Why bans on mobile phones are misguided

There was a really interesting episode of “All in the Mind” on Radio 4 recently about mobile phones and young people which talked to two psychologists – Amy Oban and Linda Blair.

It pointed to current calls to ban mobile phones, claims phones are damaging children’s mental health that they are causing an epidemic among young People. Dr Amy Oben works at the Medical Research Council’s Cognition and Brain Sciences Unit at the University of Cambridge where she leads the Digital Mental Health programme. She has recently won a £2 million research grant into “Social Media Mechanisms Affecting Adolescent Mental Health”. She has published over 20 articles in the past 4 years on this topic. Amy has spent over 10 years researching the effects of mobile phones on young people and their mental health. Her research, involving a study of over 80 systematic reviews on mobile phones and mental health has shown such claims are largely unsubstantiated. She pointed out that today’s call for bans on children’s use of mobile phones are very similar to the historic response to the development of radio here it was claimed children were becoming addicted and faced becoming addicted. She drew an interesting analogy with children swimming – and the threat of drowning. We do not call for bans on swimming. Rather we teach children how to swim and put safety mechanisms in place.

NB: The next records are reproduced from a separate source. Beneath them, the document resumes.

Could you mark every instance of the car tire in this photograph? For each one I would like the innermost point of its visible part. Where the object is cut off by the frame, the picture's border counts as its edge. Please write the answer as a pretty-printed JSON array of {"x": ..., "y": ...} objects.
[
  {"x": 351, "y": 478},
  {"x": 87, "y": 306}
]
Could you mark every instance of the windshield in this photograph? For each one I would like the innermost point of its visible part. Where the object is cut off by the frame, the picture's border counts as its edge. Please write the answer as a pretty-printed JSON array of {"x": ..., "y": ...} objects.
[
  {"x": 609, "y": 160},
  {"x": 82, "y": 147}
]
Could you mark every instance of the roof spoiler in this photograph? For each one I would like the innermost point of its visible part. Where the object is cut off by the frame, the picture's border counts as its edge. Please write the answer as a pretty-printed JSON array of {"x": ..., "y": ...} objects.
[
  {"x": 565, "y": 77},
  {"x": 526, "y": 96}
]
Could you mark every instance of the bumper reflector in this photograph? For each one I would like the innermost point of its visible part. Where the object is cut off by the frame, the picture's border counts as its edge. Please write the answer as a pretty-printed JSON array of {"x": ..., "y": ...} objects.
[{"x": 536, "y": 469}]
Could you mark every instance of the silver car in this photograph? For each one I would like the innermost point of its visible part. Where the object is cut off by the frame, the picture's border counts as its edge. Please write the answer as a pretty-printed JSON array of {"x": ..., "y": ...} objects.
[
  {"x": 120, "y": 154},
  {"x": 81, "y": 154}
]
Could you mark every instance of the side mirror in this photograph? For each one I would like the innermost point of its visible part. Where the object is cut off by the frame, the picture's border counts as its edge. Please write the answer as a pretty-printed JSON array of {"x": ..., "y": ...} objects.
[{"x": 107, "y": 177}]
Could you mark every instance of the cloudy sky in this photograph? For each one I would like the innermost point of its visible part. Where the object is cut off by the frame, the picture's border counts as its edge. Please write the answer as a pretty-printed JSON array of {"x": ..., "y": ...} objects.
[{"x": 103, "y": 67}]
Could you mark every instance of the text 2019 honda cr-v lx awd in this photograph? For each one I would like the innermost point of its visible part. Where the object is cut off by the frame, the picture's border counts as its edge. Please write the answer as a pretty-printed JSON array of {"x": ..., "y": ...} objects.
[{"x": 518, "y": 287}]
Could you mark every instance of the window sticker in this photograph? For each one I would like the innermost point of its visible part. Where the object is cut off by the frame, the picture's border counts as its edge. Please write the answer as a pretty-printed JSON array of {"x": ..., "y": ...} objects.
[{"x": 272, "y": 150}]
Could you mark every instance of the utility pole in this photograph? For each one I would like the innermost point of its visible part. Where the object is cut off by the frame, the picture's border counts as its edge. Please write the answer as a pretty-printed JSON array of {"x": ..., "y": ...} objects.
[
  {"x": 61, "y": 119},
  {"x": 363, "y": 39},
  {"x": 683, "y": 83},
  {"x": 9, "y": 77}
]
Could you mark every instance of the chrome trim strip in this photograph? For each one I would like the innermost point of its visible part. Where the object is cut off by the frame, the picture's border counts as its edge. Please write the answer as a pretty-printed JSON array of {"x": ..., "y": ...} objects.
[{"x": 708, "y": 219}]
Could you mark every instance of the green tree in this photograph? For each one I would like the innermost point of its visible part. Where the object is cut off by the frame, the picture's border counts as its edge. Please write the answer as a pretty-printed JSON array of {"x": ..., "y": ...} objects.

That is the strategy she recommends for mobile phones. Linda Blair, a clinical psychologist pointed out how the current response is largely because older people had difficulty with change particularly when it affects young people. Mobile phones are not going to go away. They just aren’t Children are not going to stop using them. Why should they when adults don’t? Linda Blair has spent her career studying children’s mental health. She argued that adults banning phones from young people risks damaging the trust between children and adults – be it parents of teachers.

What we grownups need to do is to better understand young people, and start building strategies to support them in understanding how to use and not use mobile phones, but also to control where the real problem lies. In the media, the large tech companies, and the preponderance of misinformation.